- #1
kravky
- 22
- 3
I am trying to estimate probability of loosing (probability of bankrupt ##Pb##) using Martingale system in betting.
I will ilustrate my problem on the following example:
Let:
##p## = probability of NOT getting a draw (in some match)
We will use following system for betting:
1) We will bet only on draws (probability of draw in a match = ##1-p##)
2) If we loose our bet, next bet will be doubled.
3) We have limited amount of money
Lets assume:
##k## = max. number of matches in a row without a draw (streak of ##k## matches without a single draw = no draw in ##k## matches), that we can handle with our money.
So ##k+1## matches in a row without draw would mean bankrupt. ##k## represent something like a limit for us.
##n## = number of matches we will bet on. usually ##n >k##.
My question is, what is the probability of bankrupt (##Pb##) for given ##k, n## - it means - what is probability of getting streak of at least ##k## matches in a row without a draw (there will be no draw in ##k## matches), supposing betting on ##n## matches.
Lets consider, for exapmle, following values:
##p = 0.75## (probability of draw is ##1-p = 0.25##)
##k = 15## (maximum number of "NO" draws streak is ##k =15##)
##n = 200## (we will consider a sample of 200 matches)
i tried to calculate it, but i am not sure my solution is correct:
i derived following formula:
## Pb = 1-(1-p^k)^{ (n/k)} ## .
My solution aprroach:
Probability of not getting a draw in k matches in a row is ##p^k##.
probability of getting at least 1 draw in ##k## matches is ##1 - p^k##.
Probability of getting at least 1 draw in every ##n/k## attempt is ##(1-p^k)^{ (n/k)} ##.

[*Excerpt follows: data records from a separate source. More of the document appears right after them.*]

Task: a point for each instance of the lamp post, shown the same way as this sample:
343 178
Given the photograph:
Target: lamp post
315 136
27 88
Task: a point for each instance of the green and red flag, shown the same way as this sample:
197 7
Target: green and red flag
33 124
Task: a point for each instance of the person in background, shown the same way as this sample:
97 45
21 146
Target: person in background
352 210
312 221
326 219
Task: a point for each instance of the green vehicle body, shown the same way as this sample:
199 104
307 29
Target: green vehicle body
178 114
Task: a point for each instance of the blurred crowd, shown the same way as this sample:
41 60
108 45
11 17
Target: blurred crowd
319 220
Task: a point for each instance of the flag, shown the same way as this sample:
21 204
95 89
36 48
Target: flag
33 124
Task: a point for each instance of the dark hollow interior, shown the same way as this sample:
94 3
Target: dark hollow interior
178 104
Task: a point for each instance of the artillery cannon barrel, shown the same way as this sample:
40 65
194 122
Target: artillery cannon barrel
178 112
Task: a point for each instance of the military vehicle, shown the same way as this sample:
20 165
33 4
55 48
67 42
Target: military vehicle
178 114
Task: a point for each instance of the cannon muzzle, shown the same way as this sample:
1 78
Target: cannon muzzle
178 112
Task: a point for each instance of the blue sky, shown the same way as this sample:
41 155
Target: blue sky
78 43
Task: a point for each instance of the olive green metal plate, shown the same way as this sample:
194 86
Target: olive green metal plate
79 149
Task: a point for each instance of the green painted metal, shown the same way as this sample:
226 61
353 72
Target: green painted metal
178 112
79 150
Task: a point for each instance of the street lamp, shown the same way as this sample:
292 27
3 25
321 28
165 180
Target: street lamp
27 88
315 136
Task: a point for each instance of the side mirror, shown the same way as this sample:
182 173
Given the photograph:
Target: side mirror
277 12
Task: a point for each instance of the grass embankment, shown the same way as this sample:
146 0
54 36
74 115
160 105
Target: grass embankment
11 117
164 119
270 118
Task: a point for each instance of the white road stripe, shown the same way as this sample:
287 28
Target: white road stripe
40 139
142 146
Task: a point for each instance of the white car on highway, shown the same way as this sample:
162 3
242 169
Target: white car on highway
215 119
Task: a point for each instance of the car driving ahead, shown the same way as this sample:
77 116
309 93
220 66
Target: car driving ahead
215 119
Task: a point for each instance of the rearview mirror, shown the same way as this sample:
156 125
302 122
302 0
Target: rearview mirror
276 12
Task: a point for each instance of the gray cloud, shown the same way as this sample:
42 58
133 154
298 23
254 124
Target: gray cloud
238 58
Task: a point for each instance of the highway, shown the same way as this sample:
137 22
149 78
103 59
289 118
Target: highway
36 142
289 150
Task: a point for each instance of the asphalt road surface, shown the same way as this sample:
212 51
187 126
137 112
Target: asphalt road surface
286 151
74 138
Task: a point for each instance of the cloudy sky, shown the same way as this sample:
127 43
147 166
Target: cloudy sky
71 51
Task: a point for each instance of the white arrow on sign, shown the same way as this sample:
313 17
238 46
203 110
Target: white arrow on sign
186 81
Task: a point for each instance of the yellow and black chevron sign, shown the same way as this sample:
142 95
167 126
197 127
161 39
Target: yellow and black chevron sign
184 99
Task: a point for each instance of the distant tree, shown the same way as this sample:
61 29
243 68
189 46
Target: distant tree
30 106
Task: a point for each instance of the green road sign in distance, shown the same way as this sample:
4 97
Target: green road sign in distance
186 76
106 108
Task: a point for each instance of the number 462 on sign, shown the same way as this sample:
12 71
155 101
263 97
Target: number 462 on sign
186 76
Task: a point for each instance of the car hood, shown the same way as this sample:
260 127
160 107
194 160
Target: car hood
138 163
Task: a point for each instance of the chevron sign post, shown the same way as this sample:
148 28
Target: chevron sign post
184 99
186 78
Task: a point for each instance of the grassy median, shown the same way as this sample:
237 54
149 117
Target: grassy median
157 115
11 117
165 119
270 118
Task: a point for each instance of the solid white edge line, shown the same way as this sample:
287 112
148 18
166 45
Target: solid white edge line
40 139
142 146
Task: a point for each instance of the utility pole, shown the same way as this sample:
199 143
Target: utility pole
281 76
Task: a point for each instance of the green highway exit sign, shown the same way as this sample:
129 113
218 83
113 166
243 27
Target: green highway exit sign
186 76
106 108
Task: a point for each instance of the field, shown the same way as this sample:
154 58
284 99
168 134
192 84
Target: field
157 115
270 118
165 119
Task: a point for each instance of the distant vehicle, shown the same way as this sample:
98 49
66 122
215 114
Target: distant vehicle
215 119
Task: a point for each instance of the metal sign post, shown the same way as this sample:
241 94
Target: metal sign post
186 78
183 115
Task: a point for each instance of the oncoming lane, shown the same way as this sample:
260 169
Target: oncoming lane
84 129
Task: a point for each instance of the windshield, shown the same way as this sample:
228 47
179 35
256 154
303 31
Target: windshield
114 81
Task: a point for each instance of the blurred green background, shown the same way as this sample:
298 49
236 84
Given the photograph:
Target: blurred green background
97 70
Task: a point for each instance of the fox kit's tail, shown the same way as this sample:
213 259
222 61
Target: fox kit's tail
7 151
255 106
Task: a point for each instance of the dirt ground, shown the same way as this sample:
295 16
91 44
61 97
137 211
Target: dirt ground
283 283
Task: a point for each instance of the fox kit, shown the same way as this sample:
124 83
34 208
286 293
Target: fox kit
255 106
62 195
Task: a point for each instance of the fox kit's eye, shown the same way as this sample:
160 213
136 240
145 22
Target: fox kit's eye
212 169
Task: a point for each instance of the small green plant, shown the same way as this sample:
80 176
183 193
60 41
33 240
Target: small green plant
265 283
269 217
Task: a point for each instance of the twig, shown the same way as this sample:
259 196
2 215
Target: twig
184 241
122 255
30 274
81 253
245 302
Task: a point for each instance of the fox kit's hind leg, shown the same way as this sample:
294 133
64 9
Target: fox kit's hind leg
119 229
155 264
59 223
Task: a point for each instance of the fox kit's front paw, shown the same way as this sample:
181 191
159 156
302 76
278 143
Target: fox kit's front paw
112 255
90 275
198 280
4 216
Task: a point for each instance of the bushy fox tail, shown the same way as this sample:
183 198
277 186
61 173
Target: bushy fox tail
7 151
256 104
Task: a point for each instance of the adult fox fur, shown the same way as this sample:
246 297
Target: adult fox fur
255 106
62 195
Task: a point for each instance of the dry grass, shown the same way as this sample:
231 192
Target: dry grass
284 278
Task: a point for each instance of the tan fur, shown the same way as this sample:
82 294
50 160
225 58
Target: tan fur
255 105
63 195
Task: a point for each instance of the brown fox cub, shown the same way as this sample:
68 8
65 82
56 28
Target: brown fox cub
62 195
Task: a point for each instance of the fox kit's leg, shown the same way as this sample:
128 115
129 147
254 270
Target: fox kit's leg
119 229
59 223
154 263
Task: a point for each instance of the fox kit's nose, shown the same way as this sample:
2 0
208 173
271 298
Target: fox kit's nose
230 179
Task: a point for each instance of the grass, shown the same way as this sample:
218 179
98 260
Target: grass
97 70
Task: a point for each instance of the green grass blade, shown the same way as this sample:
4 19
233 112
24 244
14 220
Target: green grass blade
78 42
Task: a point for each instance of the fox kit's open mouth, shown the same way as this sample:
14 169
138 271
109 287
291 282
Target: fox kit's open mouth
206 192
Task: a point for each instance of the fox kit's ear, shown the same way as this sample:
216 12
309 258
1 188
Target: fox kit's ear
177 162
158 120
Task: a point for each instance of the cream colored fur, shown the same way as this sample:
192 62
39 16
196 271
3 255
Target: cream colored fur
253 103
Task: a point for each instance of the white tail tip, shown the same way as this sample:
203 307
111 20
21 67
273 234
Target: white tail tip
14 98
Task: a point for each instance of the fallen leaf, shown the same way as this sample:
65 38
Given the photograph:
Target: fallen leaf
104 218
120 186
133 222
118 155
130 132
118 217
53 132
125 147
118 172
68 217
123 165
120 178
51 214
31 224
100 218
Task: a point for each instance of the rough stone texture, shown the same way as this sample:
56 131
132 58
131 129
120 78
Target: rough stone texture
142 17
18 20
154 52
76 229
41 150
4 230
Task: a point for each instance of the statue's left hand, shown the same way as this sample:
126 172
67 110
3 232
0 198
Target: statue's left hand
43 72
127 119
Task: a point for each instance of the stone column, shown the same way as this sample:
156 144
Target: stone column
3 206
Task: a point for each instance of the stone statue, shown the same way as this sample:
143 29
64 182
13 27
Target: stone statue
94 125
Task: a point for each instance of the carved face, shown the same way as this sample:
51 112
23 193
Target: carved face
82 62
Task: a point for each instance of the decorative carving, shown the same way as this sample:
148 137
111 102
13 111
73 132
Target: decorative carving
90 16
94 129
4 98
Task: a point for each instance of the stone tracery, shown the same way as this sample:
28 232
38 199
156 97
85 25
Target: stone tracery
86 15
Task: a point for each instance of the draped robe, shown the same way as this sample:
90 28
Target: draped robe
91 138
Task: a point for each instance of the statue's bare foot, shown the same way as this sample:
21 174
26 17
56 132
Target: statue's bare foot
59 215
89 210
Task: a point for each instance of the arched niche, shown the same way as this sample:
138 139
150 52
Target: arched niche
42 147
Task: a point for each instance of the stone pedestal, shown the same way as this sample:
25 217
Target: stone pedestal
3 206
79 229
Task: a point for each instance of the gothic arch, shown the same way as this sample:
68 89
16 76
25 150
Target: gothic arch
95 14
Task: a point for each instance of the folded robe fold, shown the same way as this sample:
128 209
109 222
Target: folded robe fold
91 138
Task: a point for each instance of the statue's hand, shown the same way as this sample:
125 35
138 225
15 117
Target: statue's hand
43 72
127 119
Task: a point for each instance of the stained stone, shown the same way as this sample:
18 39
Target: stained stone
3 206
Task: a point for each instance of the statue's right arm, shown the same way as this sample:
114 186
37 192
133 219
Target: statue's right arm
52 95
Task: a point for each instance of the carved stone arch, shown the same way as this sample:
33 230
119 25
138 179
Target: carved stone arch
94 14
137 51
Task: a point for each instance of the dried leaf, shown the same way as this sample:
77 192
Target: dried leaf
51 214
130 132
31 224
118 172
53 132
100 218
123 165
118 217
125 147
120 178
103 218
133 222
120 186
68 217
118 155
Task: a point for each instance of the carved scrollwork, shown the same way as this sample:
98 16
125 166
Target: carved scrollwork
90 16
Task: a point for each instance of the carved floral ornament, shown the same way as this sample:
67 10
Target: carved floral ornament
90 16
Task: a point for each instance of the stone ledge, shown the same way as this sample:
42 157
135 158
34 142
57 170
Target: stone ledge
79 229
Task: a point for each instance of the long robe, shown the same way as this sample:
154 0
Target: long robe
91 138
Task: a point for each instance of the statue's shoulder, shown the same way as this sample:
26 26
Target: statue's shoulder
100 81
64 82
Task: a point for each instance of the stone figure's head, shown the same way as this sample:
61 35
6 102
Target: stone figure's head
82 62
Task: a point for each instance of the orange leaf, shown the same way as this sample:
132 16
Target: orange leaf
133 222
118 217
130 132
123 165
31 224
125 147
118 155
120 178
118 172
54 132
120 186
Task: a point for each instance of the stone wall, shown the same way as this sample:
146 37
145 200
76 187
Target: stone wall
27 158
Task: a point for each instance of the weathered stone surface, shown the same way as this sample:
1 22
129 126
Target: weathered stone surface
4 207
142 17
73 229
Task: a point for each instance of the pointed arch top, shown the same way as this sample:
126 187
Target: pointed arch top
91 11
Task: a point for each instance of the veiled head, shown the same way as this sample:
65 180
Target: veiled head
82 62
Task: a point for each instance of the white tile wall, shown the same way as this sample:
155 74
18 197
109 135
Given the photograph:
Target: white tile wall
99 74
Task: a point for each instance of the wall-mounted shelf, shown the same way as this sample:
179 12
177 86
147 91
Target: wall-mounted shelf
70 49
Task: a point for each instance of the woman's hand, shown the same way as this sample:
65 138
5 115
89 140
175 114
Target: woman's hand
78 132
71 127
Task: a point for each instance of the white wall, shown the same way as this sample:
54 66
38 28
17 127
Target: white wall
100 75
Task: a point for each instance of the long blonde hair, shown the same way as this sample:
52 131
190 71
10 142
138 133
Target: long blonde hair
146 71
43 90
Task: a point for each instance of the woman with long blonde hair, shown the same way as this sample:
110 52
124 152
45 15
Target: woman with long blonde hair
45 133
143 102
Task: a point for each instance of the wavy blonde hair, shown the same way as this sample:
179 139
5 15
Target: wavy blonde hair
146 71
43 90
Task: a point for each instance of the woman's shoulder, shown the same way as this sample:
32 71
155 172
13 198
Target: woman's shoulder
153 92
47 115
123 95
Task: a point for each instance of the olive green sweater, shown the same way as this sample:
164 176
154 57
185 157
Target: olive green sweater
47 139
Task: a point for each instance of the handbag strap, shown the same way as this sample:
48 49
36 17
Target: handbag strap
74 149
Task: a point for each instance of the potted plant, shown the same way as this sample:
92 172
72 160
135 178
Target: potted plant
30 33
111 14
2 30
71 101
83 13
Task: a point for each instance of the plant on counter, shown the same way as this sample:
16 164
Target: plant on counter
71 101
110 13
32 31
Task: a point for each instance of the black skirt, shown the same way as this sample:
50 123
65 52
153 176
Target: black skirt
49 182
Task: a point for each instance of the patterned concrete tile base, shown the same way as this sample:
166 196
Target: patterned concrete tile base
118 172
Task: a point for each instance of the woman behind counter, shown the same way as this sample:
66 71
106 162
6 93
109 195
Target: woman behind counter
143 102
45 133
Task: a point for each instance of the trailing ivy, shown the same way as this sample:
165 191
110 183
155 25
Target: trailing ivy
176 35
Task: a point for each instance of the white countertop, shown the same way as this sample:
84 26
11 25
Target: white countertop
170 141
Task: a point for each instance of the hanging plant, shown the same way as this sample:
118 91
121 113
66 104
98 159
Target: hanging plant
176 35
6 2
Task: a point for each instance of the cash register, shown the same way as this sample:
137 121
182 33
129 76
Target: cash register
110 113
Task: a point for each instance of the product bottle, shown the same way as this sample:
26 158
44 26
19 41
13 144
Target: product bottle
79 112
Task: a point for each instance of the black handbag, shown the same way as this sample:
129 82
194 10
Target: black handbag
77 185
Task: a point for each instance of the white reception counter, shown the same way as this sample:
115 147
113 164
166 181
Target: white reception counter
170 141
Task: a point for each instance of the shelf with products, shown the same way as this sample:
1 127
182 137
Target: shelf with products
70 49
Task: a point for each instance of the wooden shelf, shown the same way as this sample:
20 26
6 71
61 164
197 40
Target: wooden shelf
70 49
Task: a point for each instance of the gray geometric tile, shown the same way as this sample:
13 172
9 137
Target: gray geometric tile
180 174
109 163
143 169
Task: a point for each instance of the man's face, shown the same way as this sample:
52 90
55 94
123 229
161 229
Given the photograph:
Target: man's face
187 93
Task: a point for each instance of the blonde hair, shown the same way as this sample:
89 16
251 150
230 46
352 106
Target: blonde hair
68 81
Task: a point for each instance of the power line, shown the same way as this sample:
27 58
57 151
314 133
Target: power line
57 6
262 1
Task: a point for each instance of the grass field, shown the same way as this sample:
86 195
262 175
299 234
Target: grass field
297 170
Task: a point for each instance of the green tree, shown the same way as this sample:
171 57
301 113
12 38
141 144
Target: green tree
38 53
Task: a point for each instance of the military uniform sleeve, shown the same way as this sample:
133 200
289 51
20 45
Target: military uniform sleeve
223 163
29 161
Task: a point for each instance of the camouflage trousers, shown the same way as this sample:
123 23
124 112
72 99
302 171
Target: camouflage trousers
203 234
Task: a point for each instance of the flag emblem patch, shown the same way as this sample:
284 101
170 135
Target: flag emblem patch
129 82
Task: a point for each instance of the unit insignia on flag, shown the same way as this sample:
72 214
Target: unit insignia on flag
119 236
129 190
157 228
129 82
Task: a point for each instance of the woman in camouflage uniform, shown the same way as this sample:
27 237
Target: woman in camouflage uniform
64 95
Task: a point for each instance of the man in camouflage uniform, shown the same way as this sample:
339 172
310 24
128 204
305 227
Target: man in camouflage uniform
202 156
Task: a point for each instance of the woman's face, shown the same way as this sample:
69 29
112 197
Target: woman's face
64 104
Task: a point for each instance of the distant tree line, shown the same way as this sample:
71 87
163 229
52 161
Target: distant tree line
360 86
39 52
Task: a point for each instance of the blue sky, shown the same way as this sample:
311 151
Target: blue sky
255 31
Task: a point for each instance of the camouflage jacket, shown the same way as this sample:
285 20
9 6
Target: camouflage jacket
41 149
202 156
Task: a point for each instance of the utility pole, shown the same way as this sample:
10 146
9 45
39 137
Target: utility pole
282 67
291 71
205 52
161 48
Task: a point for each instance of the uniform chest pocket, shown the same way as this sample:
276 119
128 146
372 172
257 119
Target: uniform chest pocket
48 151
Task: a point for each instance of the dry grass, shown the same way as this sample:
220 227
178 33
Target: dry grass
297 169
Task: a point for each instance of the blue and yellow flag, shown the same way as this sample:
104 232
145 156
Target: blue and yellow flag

Probability of getting no draw (streak without a draw) at least in one of the ##n/k## attempt is ## Pb = 1-(1-p^k)^{ (n/k)} ##
It works at least when ##n/k## is integer. Value ##n/k## is like number of "attempts" in my calculation which i think does not have to represent reality very well.
For given values
##p = 0.75##
##k = 15##
##n = 200##
i found that ##Pb = 0.16##.
It seems quite low for me.
Is my solution correct or it is more complex problem ? Is streak an independent event like I assumed or it should be treated as not the independent event - maybe something analogous to random walk process ?
If it is not correct, what is correct approach?
Should we use e.g. Markov chain (discrete time Markov chain like here https://wizardofodds.com/image/ask-the-wizard/streaks.pdf) ?
i would be very grateful if someone could present solution using discrete time Markov chain.
I will ilustrate my problem on the following example:
Let:
##p## = probability of NOT getting a draw (in some match)
We will use following system for betting:
1) We will bet only on draws (probability of draw in a match = ##1-p##)
2) If we loose our bet, next bet will be doubled.
3) We have limited amount of money
Lets assume:
##k## = max. number of matches in a row without a draw (streak of ##k## matches without a single draw = no draw in ##k## matches), that we can handle with our money.
So ##k+1## matches in a row without draw would mean bankrupt. ##k## represent something like a limit for us.
##n## = number of matches we will bet on. usually ##n >k##.
My question is, what is the probability of bankrupt (##Pb##) for given ##k, n## - it means - what is probability of getting streak of at least ##k## matches in a row without a draw (there will be no draw in ##k## matches), supposing betting on ##n## matches.
Lets consider, for exapmle, following values:
##p = 0.75## (probability of draw is ##1-p = 0.25##)
##k = 15## (maximum number of "NO" draws streak is ##k =15##)
##n = 200## (we will consider a sample of 200 matches)
i tried to calculate it, but i am not sure my solution is correct:
i derived following formula:
## Pb = 1-(1-p^k)^{ (n/k)} ## .
My solution aprroach:
Probability of not getting a draw in k matches in a row is ##p^k##.
probability of getting at least 1 draw in ##k## matches is ##1 - p^k##.
Probability of getting at least 1 draw in every ##n/k## attempt is ##(1-p^k)^{ (n/k)} ##.
Probability of getting no draw (streak without a draw) at least in one of the ##n/k## attempt is ## Pb = 1-(1-p^k)^{ (n/k)} ##
It works at least when ##n/k## is integer. Value ##n/k## is like number of "attempts" in my calculation which i think does not have to represent reality very well.
For given values
##p = 0.75##
##k = 15##
##n = 200##
i found that ##Pb = 0.16##.
It seems quite low for me.
Is my solution correct or it is more complex problem ? Is streak an independent event like I assumed or it should be treated as not the independent event - maybe something analogous to random walk process ?
If it is not correct, what is correct approach?
Should we use e.g. Markov chain (discrete time Markov chain like here https://wizardofodds.com/image/ask-the-wizard/streaks.pdf) ?
i would be very grateful if someone could present solution using discrete time Markov chain.